Mais pendant des années, à peine sorti de crise, Charles reprend les tâches quotidiennes de son métier de roi. Dès que le mieux s’annonce, il va solennellement rendre grâces à Notre-Dame, puis il retrouve ses journées de travail bien remplies, sinon bien réglées, la messe du matin, la réunion du conseil, les requêtes, les audiences, les visites des ambassadeurs. A tout instant, on sollicite son attention, sa volonté. Il doit écouter, répondre, décider, sans prendre le temps de réfléchir. Comme on sait que les rémissions de la maladie sont courtes, lorsqu’il est dans son bon sens, Charles est assailli par tous ceux qui ont besoin de lui. Aussi ne sort-il d’une crise que pour tomber dans le surmenage. Les contemporains en sont bien conscients. En 1405, son cousin, le duc de Bourgogne Jean sans Peur, ainsi que le théologien Jean Gerson le lui disent en clair : « Depuis votre lever jusqu’au coucher, on vous accable de travail », « Vous êtes tellement démené qu’il n’est si fort de corps ni d’entendement qui n’en fût troublé et ennuyé ». Aux yeux de beaucoup, le mal étrange dont souffre le roi n’est pas naturel. De là à parler de sorcellerie il n’y a qu’un pas, qui fut franchi par plus d’un, comme en témoignent plusieurs récits d’expériences bizarres et infructueuses. Les intellectuels et les gens d’Eglise étaient outrés de voir magiciens et sorciers autour du roi malade. A ces superstitions, ils opposent l’attitude de Charles. Il ne veut pas, lui, que l’on invoque le diable pour lui rendre la santé ; c’est à Dieu qu’il demande la force de supporter son mal. Charles souffre en chrétien. Il « prend en gré » son mal. Prendre en gré, c’est un mot de la spiritualité du temps, un mot que souvent prononcera Jeanne d’Arc.

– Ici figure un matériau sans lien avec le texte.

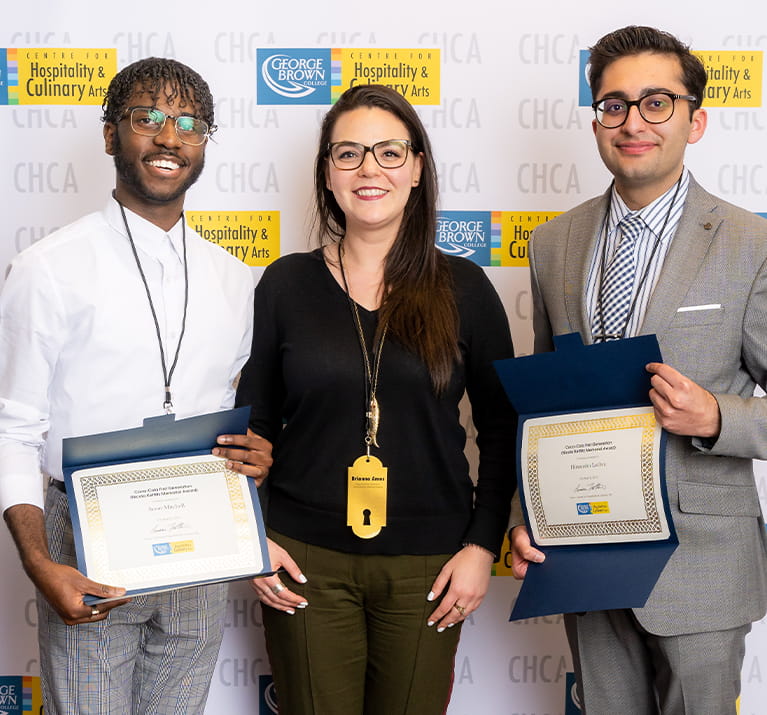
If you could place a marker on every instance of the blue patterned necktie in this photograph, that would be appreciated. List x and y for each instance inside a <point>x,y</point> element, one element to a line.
<point>612,312</point>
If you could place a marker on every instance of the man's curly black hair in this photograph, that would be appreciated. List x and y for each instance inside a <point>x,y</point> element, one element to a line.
<point>156,75</point>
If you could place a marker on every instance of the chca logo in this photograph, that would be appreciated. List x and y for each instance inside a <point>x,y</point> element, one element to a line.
<point>293,77</point>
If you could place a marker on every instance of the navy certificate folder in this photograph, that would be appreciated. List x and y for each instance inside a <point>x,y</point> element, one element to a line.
<point>159,438</point>
<point>574,379</point>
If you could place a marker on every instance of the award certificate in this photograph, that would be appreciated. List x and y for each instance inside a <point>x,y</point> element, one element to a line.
<point>166,523</point>
<point>594,477</point>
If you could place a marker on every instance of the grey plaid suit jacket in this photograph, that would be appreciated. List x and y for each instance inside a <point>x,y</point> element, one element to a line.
<point>717,578</point>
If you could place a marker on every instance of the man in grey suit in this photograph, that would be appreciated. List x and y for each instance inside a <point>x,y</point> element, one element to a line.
<point>693,272</point>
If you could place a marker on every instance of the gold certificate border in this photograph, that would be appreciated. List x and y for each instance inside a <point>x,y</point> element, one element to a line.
<point>166,572</point>
<point>651,525</point>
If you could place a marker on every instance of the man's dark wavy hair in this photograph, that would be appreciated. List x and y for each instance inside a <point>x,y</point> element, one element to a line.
<point>636,39</point>
<point>180,84</point>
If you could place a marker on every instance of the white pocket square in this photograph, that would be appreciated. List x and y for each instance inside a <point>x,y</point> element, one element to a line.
<point>690,308</point>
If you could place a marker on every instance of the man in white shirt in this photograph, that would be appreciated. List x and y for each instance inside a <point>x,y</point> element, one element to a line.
<point>124,314</point>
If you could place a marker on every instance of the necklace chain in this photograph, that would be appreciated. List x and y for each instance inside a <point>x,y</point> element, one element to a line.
<point>372,411</point>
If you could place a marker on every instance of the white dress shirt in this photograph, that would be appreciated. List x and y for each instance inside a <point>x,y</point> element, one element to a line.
<point>78,346</point>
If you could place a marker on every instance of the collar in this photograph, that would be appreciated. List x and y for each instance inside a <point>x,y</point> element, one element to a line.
<point>148,237</point>
<point>655,213</point>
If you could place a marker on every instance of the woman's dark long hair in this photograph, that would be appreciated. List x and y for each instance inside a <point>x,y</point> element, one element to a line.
<point>418,304</point>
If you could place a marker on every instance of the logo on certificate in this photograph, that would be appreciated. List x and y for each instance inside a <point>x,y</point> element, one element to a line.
<point>594,507</point>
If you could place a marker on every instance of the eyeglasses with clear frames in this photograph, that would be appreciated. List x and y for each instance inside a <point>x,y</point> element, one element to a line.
<point>149,122</point>
<point>654,108</point>
<point>390,153</point>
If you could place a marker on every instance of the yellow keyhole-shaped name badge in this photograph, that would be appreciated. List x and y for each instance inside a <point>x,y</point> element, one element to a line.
<point>366,497</point>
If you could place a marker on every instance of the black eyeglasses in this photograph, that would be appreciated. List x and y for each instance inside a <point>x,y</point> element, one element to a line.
<point>654,108</point>
<point>390,153</point>
<point>149,122</point>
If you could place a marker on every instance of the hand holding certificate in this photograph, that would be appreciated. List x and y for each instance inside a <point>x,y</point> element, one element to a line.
<point>162,523</point>
<point>591,475</point>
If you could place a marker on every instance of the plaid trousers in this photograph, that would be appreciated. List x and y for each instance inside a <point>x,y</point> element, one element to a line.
<point>154,655</point>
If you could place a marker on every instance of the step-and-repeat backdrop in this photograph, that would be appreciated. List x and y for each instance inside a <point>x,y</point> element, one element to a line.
<point>500,87</point>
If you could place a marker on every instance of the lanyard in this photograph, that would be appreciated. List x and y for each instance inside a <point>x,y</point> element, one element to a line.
<point>166,374</point>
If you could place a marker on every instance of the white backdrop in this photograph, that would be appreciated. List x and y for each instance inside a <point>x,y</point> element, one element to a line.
<point>508,135</point>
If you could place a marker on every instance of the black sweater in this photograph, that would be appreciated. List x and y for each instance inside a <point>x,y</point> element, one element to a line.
<point>306,371</point>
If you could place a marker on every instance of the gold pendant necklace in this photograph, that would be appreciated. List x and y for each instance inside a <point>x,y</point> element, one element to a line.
<point>373,411</point>
<point>367,478</point>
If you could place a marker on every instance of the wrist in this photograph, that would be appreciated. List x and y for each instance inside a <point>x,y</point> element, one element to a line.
<point>471,545</point>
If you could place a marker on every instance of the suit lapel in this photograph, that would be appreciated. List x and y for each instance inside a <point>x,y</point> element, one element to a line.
<point>696,230</point>
<point>582,238</point>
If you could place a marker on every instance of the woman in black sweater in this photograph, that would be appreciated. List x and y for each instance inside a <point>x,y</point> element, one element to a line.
<point>362,350</point>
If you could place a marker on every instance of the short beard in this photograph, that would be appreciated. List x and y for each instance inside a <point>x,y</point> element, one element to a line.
<point>129,176</point>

Comme les chrétiens de son époque, Charles a le culte de la Passion du Christ. On est allé chercher pour lui en Bourgogne une précieuse relique – le saint suaire – et, pendant neuf jours, Charles a entendu la messe et fait ses dévotions face à l’image du Christ de douleurs. Certains alors commencent à reconnaître dans le visage tourmenté du roi  les traits du Christ de la Passion. Quand il supplie ceux qui sont à l’origine de son mal d’abréger ses souffrances, ne fait-il pas penser au Christ au Jardin des Oliviers ? Et ses rechutes ne rappellent-elles pas les chutes du Christ sur le chemin de la Croix ?

Puis est venu les temps des désastres : la guerre, les divisions, les ravages des soldats, la lutte sanglante pour le pouvoir. Alors les Français ont reconnu dans les souffrances de leur roi, l’image de leurs propres souffrances. Tiraillés ente les Armagnacs, les Bourguignons et les Anglais, entre la guerre et la peste, ne sachant plus à quel saint se vouer, ils se sont raccrochés à leur roi des douleurs. Dans les plus sombres années et jusqu’à sa mort, ils n’ont cessé de lui montrer leur amour et leur fidélité.

Ainsi mûrit le sentiment national. Ainsi se fit la France.

En appelant le roi fou, dès sa mort, Charles le Bien Aimé, la nation naissante montra bien qu’elle reconnaissait en lui la part douloureuse d’elle-même.